On my way back from the European Parliament building to the train station, with Uber on my mind, I was amused to see how the Belgian official taxi drivers were responding to this threat to their dominance. In what I can only presume to be a conscious and witty reference to the famous Magritte painting of a pipe, captioned ‘ceci n’est pas une pipe’, but with reversed significance, they have added stickers to the sides of their cabs proclaiming ‘ceci n’est pas un taxi clandestin’.
Cut to Berlin, where, a month later, I was doing a talk, also on the sharing economy, for a conference organised by Die Linke, the Left Party, and the situation is very different. I was expecting a high awareness of Uber, given the news stories that went around the world in september 2014 about a ruling by the Berlin court upholding a ban on Uber in the German capital. It was reported at the time* that this had come about as a result of heavy lobbying by the German taxi drivers’ associations.
Yet when I gave my presentation nobody in the audience admitted even to having heard of Uber. And when I left the conference, outside the nearby railway station in the official taxi rank, what should I see but taxis actually advertising Uber.

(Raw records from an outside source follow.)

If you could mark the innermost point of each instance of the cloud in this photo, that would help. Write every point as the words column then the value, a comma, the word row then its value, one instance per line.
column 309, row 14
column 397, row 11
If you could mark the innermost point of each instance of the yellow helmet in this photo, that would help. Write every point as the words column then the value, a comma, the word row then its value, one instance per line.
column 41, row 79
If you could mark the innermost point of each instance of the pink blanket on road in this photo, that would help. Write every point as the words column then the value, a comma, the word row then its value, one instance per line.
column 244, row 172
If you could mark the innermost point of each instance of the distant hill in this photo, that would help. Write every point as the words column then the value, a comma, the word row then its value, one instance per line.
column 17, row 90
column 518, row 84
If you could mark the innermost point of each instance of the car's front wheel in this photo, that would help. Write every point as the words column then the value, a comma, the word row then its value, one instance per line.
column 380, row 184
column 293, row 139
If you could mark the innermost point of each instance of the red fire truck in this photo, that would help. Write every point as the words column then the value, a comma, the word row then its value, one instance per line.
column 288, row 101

What’s going on here? I cannot pretend to know anything about the background to this. Has some huge administrative or legal sea-change taken place in the last six months? Is Uber now running official taxis? Have the organisations that represent official taxi drivers capitulated to such an extent that their members are now forced to drive around advertising the very service that spells the death-knell of their bargaining power? Has Uber adopted the kind of bullying strategy that the forthcoming TTIP will open up to many more international corporations – to sue any body that prevents them elbowing their way into any market, including the market for advertising on taxis? Whatever the case, there seems to be a huge disconnect between what is going on in the streets and what is going on in the perceptions of German left-wing intellectuals.

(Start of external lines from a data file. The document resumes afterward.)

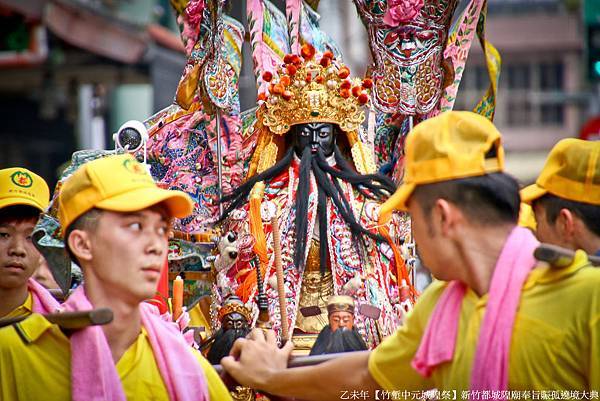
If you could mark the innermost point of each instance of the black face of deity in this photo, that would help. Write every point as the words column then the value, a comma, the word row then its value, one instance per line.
column 234, row 321
column 314, row 135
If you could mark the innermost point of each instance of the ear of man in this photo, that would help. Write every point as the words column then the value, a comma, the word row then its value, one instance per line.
column 449, row 217
column 80, row 245
column 565, row 223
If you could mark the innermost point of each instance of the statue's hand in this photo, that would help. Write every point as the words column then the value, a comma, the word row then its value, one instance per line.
column 228, row 251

A week later, in Toronto, I was confronted with a different sort of disconnect. Many North American intellectuals are only too aware of the changes in work organisation signalled by the advent of the ‘sharing economy’ and this is starting to become evident in that most reliable of indicators, the topic of a growing number of PhD theses. Yet I found absolutely no evidence that this awareness is being translated significantly into political positions that inform daily practice. One leading US socialist intellectual with whom I had a conversation about how we had both got to central Toronto from the airport told me that although he had taken a regular taxi on the way in, he was planning to use Uber on the way back because it was so much cheaper. I detected no sense that he felt any matter of principle was involved.
Thus are wedges driven into the working class, with the USA, as so often, showing us in Europe what lies ahead of us: with workers acting as service users placed in a position where every act of consumption runs the risk of worsening other workers’ positions as service producers, and with ever-expanding proportions of transactions mediated by increasingly powerful global corporations.